If they have had sex since completing the last pack of combined pills, they need to have completed at least seven consecutive days of the combined pill before switching, then use extra contraception for 48 hours. If this is not possible, emergency contraception may need to be considered.
Key primary adverse effect of the progestogen-only pill?
Changes to the bleeding schedule is one of the primary adverse effects of the progestogen-only pill. Unscheduled bleeding is common in the first three months and often settles after that. Where the irregular bleeding is persistent (for longer than 3 months), other causes need to be excluded (e.g. STIs, pregnancy or cancer).
Approximately:
20% have no bleeding (amenorrhoea)
40% have regular bleeding
40% have irregular, prolonged or troublesome bleeding
Other side effects include:
Breast tenderness
Headaches
Acne
What does the POP increase the risk of?
Ovarian cysts
Small risk of ectopic pregnancy with traditional POPs (not desogestrel) due to reduce ciliary action in the tubes
Minimal increased risk of breast cancer, returning to normal ten years after stopping
POP - missed pill rules
The instructions are to take a pill as soon as possible, continue with the next pill at the usual time (even if this means taking two in 24 hours) and use extra contraception for the next 48 hours of regular use. Emergency contraception is required if they have had sex since missing the pill or within 48 hours of restarting the regular pills.
Episodes of diarrhoea or vomiting are managed as “missed pills”, and extra contraception (i.e. condoms) is required until 48 hours after the diarrhoea and vomiting settle.
How often is the progestogen only (DMPA) injection given?
12 to 13 weeks
After how long does fertility return to normal after stopping the progestogen only (DMPA) injection?
Up to 12 months - therefore less suitable for women who may want to get pregnant sooner than this
What are the two versions of the progestogen-only (DMPA) injection commonly used?
Depo-Provera: given by intramuscular injection
Sayana Press: a subcutaneous injection device that can be self-injected by the patient
What is Noristerat and when is it used?
Noristerat is an alternative to the DMPA that contains norethisterone and works for eight weeks. This is usually used as a short term interim contraception (e.g. after the partner has a vasectomy) rather than a long term solution.
DMPA/progestogen only injection - considerations in older women and patients on steroids?
The DMPA can cause osteoporosis. This is something to consider in older women and patients on steroids for asthma or inflammatory conditions. It is UK MEC 2 in women over 45 years, and women should generally switch to an alternative by age 50 years.

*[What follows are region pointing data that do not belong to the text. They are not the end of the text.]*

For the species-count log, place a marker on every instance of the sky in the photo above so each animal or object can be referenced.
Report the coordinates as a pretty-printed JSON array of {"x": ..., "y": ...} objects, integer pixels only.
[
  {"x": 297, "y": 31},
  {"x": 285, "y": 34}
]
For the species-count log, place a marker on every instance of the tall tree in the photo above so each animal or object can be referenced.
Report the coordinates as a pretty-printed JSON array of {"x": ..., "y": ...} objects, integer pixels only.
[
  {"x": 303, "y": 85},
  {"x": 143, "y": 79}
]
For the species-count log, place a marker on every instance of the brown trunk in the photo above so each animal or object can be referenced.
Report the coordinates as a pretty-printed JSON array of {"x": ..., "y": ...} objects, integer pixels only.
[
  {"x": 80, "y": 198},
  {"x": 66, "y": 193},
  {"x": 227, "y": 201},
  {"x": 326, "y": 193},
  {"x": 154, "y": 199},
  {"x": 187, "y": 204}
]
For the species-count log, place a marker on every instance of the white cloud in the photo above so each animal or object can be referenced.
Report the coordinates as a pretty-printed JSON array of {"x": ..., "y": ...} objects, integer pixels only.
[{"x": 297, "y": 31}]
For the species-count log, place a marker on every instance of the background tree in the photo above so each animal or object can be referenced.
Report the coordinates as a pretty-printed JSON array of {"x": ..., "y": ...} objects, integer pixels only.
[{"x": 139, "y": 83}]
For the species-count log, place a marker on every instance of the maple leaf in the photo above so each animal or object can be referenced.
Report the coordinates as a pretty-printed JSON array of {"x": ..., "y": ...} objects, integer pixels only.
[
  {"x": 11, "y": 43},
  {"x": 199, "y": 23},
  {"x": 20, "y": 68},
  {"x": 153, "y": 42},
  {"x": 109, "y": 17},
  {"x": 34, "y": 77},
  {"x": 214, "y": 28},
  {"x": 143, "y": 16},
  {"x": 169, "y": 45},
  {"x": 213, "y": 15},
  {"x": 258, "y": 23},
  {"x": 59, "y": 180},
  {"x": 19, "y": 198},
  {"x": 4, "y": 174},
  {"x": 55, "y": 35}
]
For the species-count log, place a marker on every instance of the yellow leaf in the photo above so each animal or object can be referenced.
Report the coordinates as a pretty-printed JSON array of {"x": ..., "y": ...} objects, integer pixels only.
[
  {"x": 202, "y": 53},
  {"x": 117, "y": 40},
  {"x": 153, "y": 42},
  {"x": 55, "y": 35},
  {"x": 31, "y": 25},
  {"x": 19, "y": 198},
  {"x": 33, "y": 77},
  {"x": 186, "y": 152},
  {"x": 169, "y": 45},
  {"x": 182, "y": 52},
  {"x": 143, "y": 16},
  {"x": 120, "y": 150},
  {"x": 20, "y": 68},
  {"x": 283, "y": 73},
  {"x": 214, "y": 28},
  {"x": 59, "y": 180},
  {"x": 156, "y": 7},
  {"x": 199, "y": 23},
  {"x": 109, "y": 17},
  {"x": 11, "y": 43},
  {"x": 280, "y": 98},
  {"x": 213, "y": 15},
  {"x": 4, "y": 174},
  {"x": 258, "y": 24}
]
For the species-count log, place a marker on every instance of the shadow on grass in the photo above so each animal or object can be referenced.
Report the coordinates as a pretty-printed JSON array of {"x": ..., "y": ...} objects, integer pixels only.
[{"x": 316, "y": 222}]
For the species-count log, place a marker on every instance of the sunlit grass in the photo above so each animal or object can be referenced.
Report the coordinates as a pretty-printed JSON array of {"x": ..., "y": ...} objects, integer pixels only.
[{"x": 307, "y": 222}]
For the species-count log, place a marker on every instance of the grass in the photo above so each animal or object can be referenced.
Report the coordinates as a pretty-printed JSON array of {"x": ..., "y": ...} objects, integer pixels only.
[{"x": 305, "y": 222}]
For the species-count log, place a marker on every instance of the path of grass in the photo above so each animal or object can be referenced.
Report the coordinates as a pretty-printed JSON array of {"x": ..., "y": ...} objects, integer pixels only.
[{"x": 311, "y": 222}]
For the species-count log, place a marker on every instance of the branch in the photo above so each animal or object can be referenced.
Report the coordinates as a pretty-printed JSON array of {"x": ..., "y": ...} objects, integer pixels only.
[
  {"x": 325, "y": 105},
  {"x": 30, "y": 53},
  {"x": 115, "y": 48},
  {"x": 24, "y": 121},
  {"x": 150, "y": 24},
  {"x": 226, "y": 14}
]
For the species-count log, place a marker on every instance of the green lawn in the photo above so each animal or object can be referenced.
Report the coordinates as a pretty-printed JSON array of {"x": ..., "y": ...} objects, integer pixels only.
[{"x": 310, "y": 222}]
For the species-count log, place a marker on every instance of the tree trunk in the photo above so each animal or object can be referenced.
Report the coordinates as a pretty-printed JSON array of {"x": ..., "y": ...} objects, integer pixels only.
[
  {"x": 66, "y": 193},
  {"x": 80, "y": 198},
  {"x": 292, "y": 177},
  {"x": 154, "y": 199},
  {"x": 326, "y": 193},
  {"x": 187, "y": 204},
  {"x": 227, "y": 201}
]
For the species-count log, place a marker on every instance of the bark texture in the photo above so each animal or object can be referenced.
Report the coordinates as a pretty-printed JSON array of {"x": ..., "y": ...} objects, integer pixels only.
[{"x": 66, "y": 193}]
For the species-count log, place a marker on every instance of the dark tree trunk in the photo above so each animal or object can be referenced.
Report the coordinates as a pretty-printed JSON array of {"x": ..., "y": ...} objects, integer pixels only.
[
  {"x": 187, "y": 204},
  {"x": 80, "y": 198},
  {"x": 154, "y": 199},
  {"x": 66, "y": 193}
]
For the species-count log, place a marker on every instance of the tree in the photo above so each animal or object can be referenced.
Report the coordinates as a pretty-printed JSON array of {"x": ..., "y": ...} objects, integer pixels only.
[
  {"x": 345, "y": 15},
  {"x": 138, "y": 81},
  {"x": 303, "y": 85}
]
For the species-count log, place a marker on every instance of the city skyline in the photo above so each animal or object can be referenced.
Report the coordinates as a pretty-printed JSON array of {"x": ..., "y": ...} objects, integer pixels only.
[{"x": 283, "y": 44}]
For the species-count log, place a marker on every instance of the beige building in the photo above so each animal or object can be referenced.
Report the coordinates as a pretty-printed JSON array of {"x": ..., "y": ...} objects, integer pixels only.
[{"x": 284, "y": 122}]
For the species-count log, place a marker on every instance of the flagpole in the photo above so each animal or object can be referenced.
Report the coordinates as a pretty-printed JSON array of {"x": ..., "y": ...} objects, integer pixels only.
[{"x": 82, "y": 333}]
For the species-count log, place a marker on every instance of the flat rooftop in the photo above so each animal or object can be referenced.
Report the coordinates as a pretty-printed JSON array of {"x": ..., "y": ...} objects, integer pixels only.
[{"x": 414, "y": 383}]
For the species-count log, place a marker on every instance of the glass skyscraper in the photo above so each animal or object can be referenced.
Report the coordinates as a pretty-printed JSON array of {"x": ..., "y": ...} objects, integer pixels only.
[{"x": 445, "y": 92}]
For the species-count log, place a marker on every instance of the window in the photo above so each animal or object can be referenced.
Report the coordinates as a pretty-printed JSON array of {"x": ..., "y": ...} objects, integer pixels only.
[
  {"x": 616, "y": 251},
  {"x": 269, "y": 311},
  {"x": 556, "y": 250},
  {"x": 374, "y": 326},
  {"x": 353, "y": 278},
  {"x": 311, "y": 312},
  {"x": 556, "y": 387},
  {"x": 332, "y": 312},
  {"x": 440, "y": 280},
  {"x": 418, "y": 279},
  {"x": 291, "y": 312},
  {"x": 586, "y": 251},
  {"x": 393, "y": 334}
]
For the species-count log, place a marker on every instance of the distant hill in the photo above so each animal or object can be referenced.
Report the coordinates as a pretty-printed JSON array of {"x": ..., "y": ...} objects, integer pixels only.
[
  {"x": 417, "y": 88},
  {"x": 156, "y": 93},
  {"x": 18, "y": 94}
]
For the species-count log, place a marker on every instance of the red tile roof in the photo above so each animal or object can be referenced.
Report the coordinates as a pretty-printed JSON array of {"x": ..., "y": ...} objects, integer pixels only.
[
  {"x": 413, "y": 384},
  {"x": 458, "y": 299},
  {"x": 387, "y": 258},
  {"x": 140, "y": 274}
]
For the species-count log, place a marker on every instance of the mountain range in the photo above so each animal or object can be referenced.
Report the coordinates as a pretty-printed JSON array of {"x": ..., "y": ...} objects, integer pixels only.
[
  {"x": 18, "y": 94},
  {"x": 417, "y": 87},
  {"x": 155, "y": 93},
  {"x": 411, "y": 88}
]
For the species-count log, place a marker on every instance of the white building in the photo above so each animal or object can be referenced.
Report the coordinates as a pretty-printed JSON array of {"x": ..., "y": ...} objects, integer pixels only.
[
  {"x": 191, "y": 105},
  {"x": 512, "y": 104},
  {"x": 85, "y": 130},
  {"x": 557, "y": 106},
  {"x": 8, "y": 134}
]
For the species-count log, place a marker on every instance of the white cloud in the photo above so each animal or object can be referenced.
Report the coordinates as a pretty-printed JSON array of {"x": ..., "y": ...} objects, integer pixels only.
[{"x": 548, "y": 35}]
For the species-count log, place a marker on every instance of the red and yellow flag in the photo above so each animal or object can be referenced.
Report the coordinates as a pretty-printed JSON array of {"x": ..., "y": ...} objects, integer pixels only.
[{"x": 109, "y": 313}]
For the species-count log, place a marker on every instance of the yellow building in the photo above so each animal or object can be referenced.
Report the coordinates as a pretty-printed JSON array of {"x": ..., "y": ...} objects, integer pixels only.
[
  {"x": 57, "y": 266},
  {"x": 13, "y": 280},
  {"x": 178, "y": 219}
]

Progestogen only/ DMPA injection contraindications?
UK MEC 4
Active breast cancer
UK MEC 3
Ischaemic heart disease and stroke
Unexplained vaginal bleeding
Severe liver cirrhosis
Liver cancer
Progestogen-Only injection: mechanism of action
The main action of the depot injection is to inhibit ovulation. It does this by inhibiting FSH secretion by the pituitary gland, preventing the development of follicles in the ovaries.
Additionally, the depot injection works by:
Thickening cervical mucus
Altering the endometrium and making it less accepting of implantation
Progestogen only injection - timing
Starting on day 1 to 5 of the menstrual cycle offers immediate protection, and no extra contraception is required.

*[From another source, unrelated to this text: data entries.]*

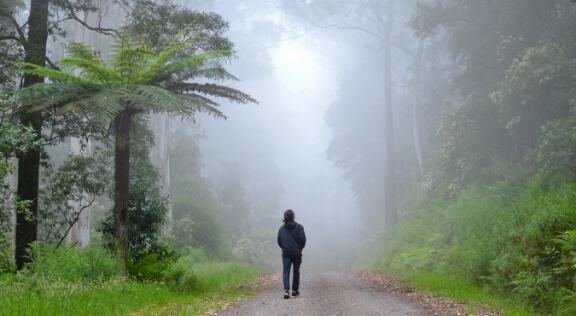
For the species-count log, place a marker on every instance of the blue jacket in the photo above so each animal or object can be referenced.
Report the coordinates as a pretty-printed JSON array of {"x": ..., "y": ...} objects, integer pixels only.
[{"x": 291, "y": 238}]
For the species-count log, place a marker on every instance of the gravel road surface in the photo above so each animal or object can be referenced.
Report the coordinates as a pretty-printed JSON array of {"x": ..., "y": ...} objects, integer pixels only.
[{"x": 326, "y": 294}]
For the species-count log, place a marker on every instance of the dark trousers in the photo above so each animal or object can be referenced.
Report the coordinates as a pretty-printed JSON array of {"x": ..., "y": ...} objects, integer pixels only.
[{"x": 288, "y": 261}]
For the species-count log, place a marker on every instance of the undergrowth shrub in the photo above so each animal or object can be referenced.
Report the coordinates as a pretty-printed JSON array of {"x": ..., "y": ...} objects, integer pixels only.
[
  {"x": 519, "y": 241},
  {"x": 70, "y": 264}
]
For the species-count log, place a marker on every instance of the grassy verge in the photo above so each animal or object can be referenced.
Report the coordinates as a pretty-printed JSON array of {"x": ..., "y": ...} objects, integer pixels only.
[
  {"x": 35, "y": 295},
  {"x": 458, "y": 288}
]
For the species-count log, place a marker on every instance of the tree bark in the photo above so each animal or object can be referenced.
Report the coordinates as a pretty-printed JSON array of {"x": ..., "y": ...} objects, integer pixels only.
[
  {"x": 122, "y": 183},
  {"x": 26, "y": 230},
  {"x": 390, "y": 212}
]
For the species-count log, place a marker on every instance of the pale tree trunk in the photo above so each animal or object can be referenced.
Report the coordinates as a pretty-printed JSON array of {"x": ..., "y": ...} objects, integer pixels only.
[
  {"x": 164, "y": 162},
  {"x": 390, "y": 211},
  {"x": 80, "y": 232},
  {"x": 418, "y": 147},
  {"x": 26, "y": 230},
  {"x": 416, "y": 131},
  {"x": 122, "y": 183}
]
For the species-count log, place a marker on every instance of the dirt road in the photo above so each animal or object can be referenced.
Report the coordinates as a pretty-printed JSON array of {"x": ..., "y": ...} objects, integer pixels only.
[{"x": 326, "y": 294}]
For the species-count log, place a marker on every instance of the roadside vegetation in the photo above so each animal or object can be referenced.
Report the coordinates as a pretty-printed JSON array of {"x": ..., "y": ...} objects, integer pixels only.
[
  {"x": 90, "y": 282},
  {"x": 507, "y": 244}
]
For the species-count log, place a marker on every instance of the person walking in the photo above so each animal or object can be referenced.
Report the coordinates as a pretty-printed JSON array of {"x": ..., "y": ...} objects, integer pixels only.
[{"x": 292, "y": 239}]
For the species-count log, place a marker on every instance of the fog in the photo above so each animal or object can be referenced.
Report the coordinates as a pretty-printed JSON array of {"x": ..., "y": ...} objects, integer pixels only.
[{"x": 280, "y": 147}]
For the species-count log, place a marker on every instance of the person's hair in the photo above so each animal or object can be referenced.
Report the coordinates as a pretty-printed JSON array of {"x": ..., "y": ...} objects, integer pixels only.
[{"x": 288, "y": 216}]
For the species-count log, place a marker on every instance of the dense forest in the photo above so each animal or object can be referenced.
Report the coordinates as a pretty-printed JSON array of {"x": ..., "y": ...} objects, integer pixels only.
[{"x": 439, "y": 135}]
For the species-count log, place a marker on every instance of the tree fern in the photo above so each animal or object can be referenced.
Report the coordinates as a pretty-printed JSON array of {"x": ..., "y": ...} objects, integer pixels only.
[{"x": 136, "y": 81}]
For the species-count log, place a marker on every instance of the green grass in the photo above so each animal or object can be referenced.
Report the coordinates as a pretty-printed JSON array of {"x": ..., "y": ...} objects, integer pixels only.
[
  {"x": 458, "y": 288},
  {"x": 36, "y": 295}
]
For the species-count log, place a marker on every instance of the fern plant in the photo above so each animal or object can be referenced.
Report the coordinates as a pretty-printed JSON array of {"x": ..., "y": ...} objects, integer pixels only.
[{"x": 135, "y": 81}]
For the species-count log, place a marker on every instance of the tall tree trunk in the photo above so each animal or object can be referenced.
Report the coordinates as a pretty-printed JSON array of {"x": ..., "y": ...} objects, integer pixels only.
[
  {"x": 122, "y": 183},
  {"x": 29, "y": 162},
  {"x": 390, "y": 212},
  {"x": 418, "y": 147}
]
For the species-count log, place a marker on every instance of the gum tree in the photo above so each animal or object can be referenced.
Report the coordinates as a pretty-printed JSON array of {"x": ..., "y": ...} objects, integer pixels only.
[{"x": 135, "y": 82}]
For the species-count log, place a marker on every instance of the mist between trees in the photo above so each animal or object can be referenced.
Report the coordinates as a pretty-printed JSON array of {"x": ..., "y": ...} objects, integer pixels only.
[{"x": 405, "y": 135}]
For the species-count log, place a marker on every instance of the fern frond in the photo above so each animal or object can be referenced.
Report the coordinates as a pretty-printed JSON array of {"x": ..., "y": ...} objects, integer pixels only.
[
  {"x": 81, "y": 50},
  {"x": 92, "y": 71},
  {"x": 199, "y": 104},
  {"x": 192, "y": 64},
  {"x": 105, "y": 104},
  {"x": 45, "y": 95},
  {"x": 214, "y": 90},
  {"x": 155, "y": 99},
  {"x": 52, "y": 74},
  {"x": 215, "y": 72},
  {"x": 128, "y": 59}
]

Starting after day 5 of the menstrual cycle requires seven days of extra contraception (e.g. condoms) before the injection becomes reliably effective.
Women need to have injections every 12 – 13 weeks. Delaying past 13 weeks creates a risk of pregnancy. The FSRH guidelines say it can be given as early as 10 weeks and as late as 14 weeks after the last injection where necessary, but this is unlicensed.